I was in St. Augustine today just relaxing. My wife and I parked the car in the parking garage, and we walked to the old town area near the fort. As we approached what had been the original city gates, we passed a cemetery.

Now, St. Augustine is the oldest city in North America, founded by the Spanish some 300 years ago. One of the things it is famous for is its ghost tours. There are several tours in the evenings, some walking, some on trains. One of the ghost hunter programs spent a good deal of time at the fort several years ago. One expects there to be spirits there.

Now, seeing all the signs, made me kind of look as we passed the cemetery. I felt like I saw someone there. It was a female in a long dress. Now, it wasn’t crisp and clear as someone would be standing there. It was like seeing a faded image. I was actually wondering if I was imagining it. Or if I was seeing it (or imagining it) just because I saw all the signs.

Part of me wanted to stop, and part of me didn’t. I told my wife that there were things in the cemetery. She asked if I was scared, and I told her no, that I just didn’t feel like conversing. I kept feeling like one of them was following me, but I told her that I really couldn’t talk right then.

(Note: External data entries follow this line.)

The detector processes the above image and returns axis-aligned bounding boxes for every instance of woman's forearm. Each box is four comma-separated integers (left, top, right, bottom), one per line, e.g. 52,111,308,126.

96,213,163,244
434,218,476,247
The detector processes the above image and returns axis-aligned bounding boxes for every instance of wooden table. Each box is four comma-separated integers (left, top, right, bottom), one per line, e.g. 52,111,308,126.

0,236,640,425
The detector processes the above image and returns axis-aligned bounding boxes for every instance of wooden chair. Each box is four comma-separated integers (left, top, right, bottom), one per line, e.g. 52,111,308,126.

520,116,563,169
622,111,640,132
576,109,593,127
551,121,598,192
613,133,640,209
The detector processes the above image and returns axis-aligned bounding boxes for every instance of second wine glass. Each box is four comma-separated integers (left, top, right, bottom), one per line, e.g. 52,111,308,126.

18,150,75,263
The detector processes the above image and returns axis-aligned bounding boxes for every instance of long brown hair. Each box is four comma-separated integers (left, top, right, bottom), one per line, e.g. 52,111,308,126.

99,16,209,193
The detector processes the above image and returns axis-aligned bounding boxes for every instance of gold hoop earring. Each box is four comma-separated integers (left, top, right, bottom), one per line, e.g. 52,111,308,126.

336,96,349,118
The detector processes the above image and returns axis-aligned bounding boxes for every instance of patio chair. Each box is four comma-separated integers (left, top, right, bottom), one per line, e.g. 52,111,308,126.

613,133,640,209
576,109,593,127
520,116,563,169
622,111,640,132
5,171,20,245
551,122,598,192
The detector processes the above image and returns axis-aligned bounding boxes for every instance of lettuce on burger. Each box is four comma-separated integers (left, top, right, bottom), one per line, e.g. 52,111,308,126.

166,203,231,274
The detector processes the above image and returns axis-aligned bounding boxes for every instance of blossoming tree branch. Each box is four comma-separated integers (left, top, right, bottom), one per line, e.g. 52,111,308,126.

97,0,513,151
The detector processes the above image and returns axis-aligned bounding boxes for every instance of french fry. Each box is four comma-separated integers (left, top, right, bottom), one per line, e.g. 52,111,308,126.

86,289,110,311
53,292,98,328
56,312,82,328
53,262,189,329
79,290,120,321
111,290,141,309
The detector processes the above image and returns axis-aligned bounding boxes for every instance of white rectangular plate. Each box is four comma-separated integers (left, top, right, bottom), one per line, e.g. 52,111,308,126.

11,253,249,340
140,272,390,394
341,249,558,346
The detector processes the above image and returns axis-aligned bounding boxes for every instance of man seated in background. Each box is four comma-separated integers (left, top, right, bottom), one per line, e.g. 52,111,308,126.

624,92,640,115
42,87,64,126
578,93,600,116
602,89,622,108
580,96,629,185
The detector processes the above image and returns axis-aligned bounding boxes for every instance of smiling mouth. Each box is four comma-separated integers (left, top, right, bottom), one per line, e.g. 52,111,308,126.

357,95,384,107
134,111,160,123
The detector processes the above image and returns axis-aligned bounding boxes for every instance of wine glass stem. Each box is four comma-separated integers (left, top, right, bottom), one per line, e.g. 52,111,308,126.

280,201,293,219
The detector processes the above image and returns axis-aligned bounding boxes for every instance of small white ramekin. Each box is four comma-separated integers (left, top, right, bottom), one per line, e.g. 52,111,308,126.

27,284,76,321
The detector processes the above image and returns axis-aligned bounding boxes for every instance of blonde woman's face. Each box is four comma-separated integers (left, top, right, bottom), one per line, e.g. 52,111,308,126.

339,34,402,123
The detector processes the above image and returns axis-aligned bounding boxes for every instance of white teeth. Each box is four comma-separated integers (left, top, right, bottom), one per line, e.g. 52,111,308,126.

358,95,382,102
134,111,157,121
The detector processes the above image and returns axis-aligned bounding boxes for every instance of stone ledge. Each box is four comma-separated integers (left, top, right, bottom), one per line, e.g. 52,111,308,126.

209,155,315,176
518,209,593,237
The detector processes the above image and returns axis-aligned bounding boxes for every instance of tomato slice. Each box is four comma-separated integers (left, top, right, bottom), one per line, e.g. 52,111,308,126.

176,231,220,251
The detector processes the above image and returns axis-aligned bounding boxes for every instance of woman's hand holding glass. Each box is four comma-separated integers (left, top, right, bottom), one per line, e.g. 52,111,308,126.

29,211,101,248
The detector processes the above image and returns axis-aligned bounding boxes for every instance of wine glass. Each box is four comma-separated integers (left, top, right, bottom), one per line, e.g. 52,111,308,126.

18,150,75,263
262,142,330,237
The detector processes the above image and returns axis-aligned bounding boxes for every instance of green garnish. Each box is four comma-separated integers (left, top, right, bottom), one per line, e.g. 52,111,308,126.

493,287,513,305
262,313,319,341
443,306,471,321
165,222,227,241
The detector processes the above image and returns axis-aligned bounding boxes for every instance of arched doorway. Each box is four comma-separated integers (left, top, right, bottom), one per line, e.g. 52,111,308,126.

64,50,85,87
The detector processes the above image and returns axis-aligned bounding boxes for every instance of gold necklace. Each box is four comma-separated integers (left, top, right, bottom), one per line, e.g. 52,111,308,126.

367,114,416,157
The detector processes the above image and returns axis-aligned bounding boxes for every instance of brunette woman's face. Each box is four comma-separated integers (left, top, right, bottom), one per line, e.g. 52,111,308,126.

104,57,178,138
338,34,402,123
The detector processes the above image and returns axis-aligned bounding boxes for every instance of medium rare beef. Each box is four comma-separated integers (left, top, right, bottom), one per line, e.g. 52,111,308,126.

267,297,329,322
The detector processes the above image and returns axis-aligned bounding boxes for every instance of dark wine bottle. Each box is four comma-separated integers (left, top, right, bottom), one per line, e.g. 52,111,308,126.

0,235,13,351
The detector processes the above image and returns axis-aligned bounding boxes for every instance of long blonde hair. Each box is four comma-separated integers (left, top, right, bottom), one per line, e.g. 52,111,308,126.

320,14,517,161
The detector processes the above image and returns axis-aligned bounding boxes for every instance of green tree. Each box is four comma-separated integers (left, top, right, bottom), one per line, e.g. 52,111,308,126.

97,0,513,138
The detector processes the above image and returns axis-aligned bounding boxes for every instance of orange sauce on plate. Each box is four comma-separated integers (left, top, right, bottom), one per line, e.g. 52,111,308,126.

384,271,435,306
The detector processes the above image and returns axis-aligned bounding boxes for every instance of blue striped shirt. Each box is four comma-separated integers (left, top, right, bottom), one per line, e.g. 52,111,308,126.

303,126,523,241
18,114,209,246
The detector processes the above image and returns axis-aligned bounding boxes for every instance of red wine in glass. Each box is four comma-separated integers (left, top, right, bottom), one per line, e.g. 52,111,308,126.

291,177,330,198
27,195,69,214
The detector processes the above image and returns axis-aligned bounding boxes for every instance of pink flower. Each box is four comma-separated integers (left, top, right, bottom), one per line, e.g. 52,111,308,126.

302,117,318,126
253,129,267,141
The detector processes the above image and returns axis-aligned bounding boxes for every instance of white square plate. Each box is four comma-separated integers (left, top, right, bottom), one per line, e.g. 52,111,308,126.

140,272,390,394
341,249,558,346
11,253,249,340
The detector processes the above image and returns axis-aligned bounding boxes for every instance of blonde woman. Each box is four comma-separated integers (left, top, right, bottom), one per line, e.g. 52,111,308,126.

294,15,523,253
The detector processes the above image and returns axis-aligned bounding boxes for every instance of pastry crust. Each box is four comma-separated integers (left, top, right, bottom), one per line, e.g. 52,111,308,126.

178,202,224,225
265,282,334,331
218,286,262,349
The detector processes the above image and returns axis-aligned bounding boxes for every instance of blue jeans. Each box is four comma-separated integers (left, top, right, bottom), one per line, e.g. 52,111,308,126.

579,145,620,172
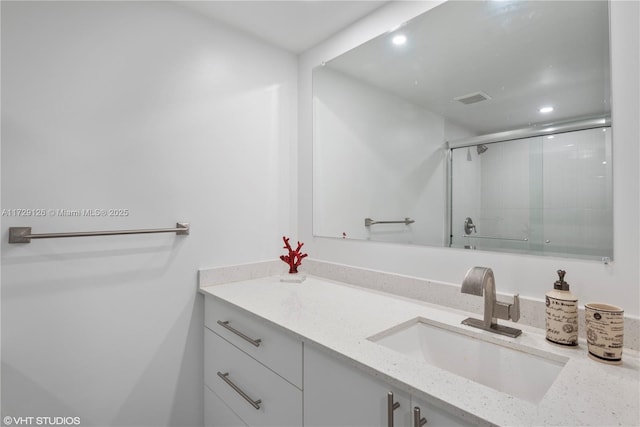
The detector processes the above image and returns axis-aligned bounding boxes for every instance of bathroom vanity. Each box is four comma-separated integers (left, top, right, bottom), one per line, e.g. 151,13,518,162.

201,275,640,426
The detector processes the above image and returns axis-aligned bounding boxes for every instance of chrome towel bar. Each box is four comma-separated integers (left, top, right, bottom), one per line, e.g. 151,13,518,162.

364,218,415,227
9,222,189,243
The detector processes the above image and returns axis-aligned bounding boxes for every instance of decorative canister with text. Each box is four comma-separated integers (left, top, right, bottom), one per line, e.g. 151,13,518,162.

545,270,578,346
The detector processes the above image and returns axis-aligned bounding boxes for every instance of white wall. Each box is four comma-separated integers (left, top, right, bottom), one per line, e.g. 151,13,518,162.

1,1,297,426
298,1,640,316
313,67,446,245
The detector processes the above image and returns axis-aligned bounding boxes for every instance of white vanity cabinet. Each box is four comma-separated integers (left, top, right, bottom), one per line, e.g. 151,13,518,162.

304,345,473,427
204,297,303,427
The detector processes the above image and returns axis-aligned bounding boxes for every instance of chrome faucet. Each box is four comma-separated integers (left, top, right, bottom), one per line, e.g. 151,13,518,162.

461,267,522,338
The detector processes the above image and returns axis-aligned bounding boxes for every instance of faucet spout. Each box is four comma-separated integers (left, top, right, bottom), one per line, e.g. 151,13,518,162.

461,267,497,328
460,267,522,337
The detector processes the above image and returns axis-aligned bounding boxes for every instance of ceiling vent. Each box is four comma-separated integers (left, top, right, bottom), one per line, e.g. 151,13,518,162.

453,92,491,105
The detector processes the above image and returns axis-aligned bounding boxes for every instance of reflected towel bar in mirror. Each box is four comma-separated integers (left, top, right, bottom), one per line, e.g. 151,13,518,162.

364,218,415,227
9,222,189,243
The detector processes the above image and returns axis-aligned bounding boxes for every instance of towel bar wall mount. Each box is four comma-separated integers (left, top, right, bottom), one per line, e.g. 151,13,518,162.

9,222,189,243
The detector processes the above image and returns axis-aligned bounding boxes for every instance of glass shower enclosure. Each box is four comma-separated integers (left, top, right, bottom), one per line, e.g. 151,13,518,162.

449,122,613,262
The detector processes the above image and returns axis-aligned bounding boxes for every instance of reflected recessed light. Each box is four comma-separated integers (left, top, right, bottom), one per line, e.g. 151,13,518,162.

391,34,407,46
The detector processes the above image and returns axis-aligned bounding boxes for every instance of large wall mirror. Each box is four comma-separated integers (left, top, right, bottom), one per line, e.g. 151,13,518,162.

313,0,613,259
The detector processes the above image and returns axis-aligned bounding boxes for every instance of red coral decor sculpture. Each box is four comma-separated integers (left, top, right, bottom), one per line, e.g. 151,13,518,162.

280,236,307,274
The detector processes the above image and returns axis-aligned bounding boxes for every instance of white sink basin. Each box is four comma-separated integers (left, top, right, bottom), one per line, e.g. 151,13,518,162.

369,318,568,403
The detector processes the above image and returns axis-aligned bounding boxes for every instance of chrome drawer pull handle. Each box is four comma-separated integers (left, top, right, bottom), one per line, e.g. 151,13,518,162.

218,371,262,409
218,320,262,347
387,391,400,427
413,406,427,427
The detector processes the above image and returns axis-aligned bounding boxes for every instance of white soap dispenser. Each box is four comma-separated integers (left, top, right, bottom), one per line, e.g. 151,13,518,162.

545,270,578,346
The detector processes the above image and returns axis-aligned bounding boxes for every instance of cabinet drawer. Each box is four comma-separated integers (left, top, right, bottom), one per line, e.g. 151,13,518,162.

204,386,247,427
204,297,302,389
204,328,302,427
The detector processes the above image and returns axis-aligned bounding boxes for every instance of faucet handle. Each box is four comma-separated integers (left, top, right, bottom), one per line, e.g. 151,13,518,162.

493,294,520,322
509,294,520,322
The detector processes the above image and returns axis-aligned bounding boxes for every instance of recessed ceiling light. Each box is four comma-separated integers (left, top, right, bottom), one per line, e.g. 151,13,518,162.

391,34,407,46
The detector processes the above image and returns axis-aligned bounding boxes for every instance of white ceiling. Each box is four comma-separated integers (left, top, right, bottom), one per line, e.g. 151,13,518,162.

327,1,611,135
178,0,389,53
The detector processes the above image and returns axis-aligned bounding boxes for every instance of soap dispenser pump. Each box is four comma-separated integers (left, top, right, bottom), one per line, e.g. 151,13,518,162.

545,270,578,346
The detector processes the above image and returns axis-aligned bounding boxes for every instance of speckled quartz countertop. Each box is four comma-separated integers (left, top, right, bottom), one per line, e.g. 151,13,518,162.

201,276,640,426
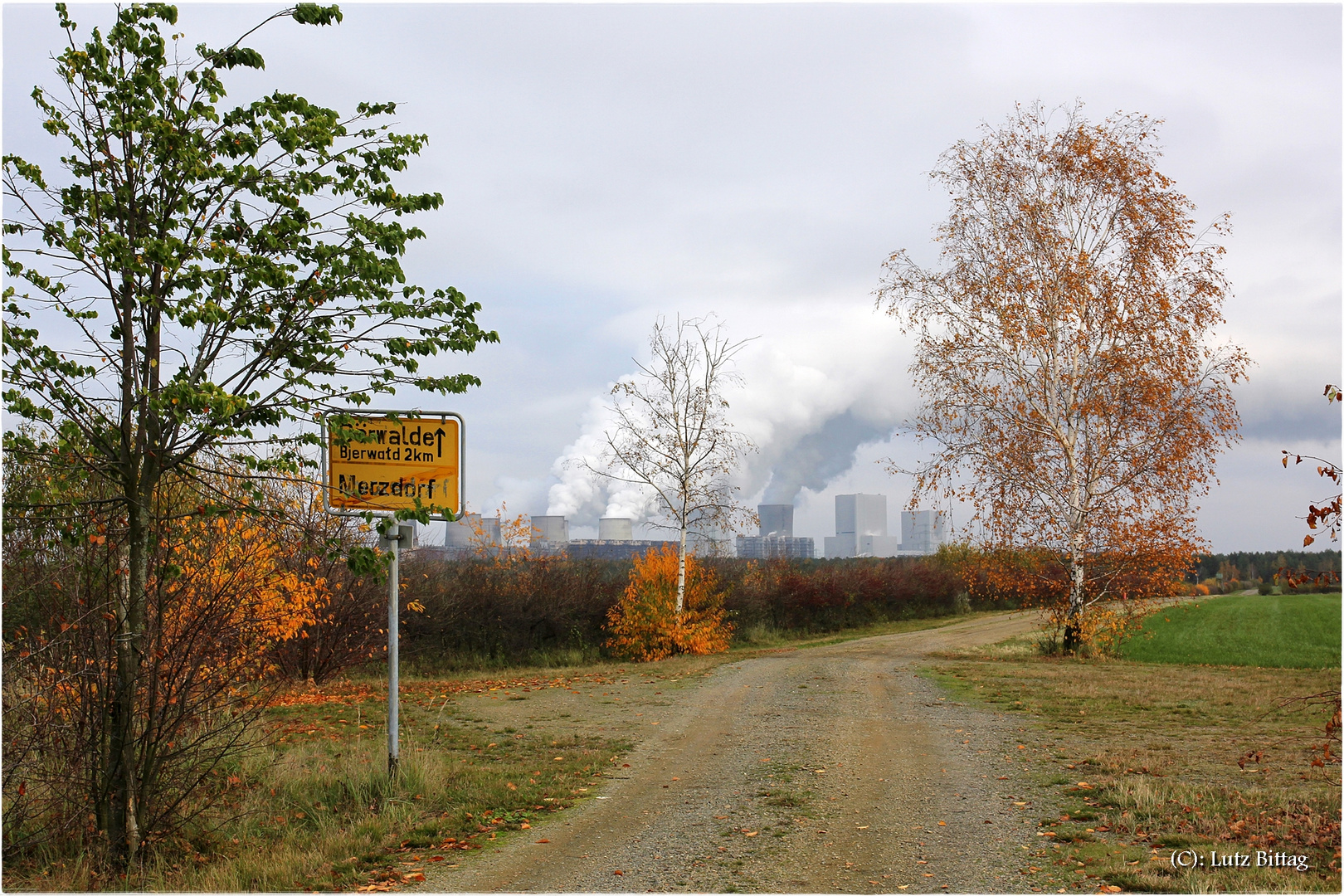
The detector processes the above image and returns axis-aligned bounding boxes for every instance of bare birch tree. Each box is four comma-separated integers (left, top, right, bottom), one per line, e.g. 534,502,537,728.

589,317,755,616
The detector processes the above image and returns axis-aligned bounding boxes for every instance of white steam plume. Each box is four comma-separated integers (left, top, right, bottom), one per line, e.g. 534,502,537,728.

547,305,915,525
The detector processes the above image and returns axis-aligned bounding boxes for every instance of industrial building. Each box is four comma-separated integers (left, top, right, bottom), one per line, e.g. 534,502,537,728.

825,494,947,558
424,494,947,560
737,504,816,560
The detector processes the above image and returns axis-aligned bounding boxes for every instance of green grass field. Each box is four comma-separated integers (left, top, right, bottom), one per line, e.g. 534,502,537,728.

1121,594,1340,669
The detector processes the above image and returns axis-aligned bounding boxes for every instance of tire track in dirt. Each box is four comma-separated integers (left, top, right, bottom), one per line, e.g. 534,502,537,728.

425,616,1035,894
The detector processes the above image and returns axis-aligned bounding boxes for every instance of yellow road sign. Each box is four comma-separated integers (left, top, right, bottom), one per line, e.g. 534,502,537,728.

324,412,462,516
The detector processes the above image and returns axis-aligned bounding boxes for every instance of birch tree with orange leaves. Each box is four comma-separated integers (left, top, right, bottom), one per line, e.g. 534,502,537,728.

876,104,1249,651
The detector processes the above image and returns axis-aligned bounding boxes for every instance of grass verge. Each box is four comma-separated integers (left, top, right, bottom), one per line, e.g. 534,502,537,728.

1122,594,1340,669
4,677,629,892
2,616,969,892
928,642,1340,892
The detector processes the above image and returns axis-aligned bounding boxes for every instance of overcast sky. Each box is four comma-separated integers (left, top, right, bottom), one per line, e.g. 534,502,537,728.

2,4,1342,551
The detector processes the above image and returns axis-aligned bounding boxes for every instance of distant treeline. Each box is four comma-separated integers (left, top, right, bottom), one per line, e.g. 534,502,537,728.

1195,551,1340,583
402,555,967,669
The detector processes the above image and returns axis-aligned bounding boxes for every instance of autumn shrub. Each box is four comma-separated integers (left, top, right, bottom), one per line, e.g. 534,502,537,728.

270,480,387,684
606,547,733,662
942,547,1182,655
2,472,321,861
402,551,631,672
715,558,964,634
402,548,978,663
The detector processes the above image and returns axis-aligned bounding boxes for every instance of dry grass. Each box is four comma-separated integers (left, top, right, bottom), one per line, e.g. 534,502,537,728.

4,670,629,892
932,640,1340,892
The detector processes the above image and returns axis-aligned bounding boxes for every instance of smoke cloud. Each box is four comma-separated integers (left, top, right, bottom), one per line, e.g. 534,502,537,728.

547,306,914,525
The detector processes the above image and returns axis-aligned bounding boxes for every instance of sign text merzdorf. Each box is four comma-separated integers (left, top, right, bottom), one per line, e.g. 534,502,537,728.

327,415,461,514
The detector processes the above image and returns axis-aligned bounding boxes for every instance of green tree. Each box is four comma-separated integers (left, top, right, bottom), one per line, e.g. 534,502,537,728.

2,4,499,863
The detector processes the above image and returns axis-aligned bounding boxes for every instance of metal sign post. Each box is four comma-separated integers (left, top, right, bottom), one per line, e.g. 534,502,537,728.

323,410,466,779
377,525,416,778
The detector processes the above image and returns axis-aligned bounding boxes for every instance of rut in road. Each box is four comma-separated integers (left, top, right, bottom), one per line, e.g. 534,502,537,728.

426,616,1035,894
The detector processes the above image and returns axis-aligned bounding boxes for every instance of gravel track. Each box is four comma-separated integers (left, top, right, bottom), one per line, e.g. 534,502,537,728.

423,616,1036,894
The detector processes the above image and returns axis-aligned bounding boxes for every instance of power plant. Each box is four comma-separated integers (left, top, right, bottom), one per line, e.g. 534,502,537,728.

430,494,947,560
738,504,816,560
825,494,947,559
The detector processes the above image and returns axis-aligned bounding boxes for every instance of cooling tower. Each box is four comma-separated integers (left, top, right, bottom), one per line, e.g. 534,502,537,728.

757,504,793,538
597,516,635,542
444,514,500,548
533,516,570,544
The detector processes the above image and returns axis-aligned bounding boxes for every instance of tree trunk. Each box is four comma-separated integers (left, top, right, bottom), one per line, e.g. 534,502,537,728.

1064,533,1086,653
108,497,152,866
676,519,685,625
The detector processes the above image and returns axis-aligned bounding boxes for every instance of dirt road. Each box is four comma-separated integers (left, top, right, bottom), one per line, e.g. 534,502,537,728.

425,616,1036,894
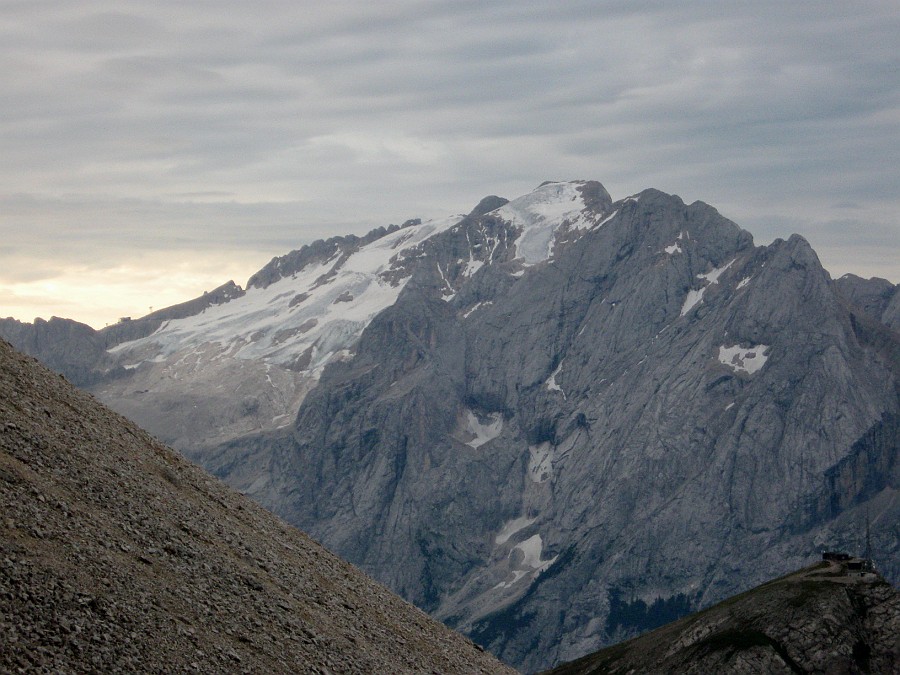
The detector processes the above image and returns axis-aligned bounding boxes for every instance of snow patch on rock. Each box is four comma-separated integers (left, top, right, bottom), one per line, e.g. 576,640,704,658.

528,441,553,483
494,183,593,265
494,516,537,546
466,410,503,450
719,345,769,375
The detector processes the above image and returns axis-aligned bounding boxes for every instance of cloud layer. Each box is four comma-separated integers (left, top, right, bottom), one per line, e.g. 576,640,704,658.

0,0,900,325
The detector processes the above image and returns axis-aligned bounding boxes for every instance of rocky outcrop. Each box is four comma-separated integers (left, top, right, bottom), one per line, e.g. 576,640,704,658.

221,184,898,670
0,316,112,387
0,341,507,673
548,563,900,675
834,274,900,330
3,181,900,670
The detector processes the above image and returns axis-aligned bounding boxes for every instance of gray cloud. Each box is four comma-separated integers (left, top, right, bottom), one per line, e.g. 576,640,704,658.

0,0,900,328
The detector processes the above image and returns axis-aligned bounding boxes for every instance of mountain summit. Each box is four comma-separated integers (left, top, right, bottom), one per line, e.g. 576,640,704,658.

1,181,900,670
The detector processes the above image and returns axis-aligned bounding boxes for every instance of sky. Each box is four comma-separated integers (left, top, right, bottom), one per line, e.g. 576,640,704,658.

0,0,900,327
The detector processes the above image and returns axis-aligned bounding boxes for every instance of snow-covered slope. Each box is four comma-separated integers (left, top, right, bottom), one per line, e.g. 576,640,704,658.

97,216,463,451
7,182,900,670
95,181,609,454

Now, was I afraid of the spirits? No. But I guess I was afraid. I was afraid that if I went back and tried to converse, I wouldn’t be able to. So I didn’t. Part of what my issue is, is that I don’t have enough confidence in myself. This is why I don’t offer to do mediumship unless someone really pushes me too.

I guess I need to keep trying, as I will only get better at it. I know. Try not. Do. Or do not. I guess I’ll have to be doing more.